In the last few years, far-right parties in Europe with entrenched Nazi heritage, sympathies and affiliations have effectively infiltrated the EU system to destroy it.
Winning seats in the European elections, while joining and forming political coalitions in the European Parliament, they have ramped up efforts to coordinate their activities with a view to exploit EU resources and funding. Though not always successful, these efforts have, nevertheless, boosted their credibility and appeal, both at home and on the international stage, contributing to significant electoral achievements in domestic elections.
Less known, however, is how deep these networks of coordination go, and the myriad of contradictory extremist and geopolitical interests behind them.
The networks of far-right coordination stretch across the Atlantic, from the United States, to the UK, to Europe, and to Russia. But of most concern is that embedded within these networks are core, competing neo-Nazi and white nationalist forces, eager to use international connections to tactically rebrand themselves and strategically expand their influence.
Ironically, two mainstream political forces experiencing the push and pull of these trans-Atlantic networks are the Republican Party in the US, and Eurasian expansionists in the Russian Kremlin. Many of the far-right groups that now have potential access and influence over Republicans have also been courted by President Putin and groups close to the Kremlin, as part of a Russian strategy to weaken the European Union and undermine NATO.

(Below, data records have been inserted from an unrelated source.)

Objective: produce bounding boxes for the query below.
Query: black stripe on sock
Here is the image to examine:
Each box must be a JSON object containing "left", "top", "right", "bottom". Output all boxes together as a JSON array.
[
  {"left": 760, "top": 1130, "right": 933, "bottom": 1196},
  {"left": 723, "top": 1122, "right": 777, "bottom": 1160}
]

To get a sense of what it means that Fred Fleitz has been chosen as the National Security Council’s chief of staff, you need to understand both the role of Frank Gaffney and his Center for Security Policy in the international neo-Nazi movement and the way that movement is seamlessly connected to and promoted by Vladimir Putin. While I cannot endorse everything Mr. Ahmed alleges and recommend double checking his sources and how he treats them, I do think his A Fourth Reich is rising across Europe — with ties to Donald Trump and Vladimir Putin is an excellent place to start your journey. It connects a lot of dots that need connecting, and it contains a lot of documentation that you can assess for yourself.
I also recommend you look at the Southern Poverty Law Center’s profile of the Center for Security Policy. The SPLC focuses primarily on the domestic role of the Center for Security Policy and on their Islamophobia, and certainly having a raving Islamophobe as NSC chief of staff has alarming national security ramifications and risks all on its own.
But it’s the way this movement has melded with Putin’s foreign policy objectives that is most urgent, and it’s admittedly confusing because Gaffney built his reputation in the 1980s as an anti-Soviet, anti-Russia hawk. Even today, he is not known for speaking favorably of Russia or Vladimir Putin, which is why it’s essential to explore the absolute confluence of interests that have developed between Gaffney’s promotion of the European far right and Putin’s promotion of the same neo-Nazi parties and politicians.
Correction: an earlier version of this post ran under the headline “Bolton Taps Neo-Nazi as National Security Council Chief of Staff.” While there are links between the Center for Security Policy and neo-Nazi organizations in Europe, it was wrong to imply that there is evidence that Fred Fleitz is personally a neo-Nazi. We regret the mistake.